Sawzall blades will bend when the tip strikes a solid object.
It's not meant to "stab" material. When sawing, keep the shoe
(blade runs through a slotted metal shoe) pressed against
the surface of what you're sawing.
Also, you must be careful when sawing through 2 parallel surfaces
that the teeth are in contact with both surfaces at all times.
--
==============================================================================
Bob Parnass, AJ9S - AT&T Bell Labs - par...@ihlpm.att.com - (708)979-5414
AAAAAAAAAAAAAAAAAAahhhhhhhhhhhhhhhh....that's it. I was using it for a non-
wood project of cutting up a parts car, with a double wall. I was pretty sure
the blade was long enough. It is all clear to me now.
THANK YOU!
--
Dave Hinz - Opinions expressed are mine, not my employer's. Obviously.
Pherrets are Phun!!
SAAB - you get what you pay for; you pay (and pay, and pay) for what you get.
Doug. Cutler Office of Information Technology,
VM Systems Programmer University of North Carolina.

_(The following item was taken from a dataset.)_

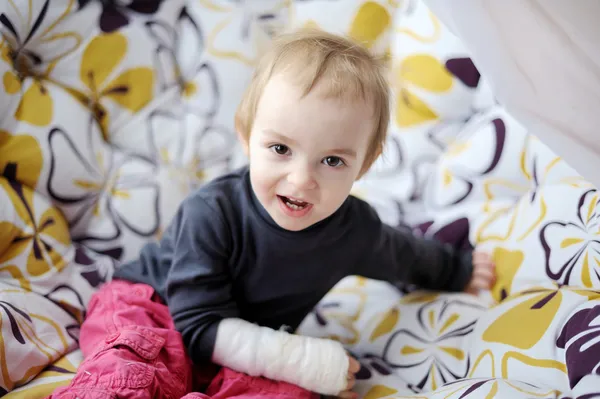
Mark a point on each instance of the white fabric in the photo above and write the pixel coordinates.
(315, 364)
(542, 59)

Make sure you keep the saw pushed firmly against your work. As the blade retracts into the saw the fence takes the force. As the blade pushes into the work you take the force. Bending the blade happens as the blade moves into the work and binds and has enough room , to the side, to bend outwards. The other way to bend or break a blade is to cut something thicker then the blade is long and have the blade bottom out.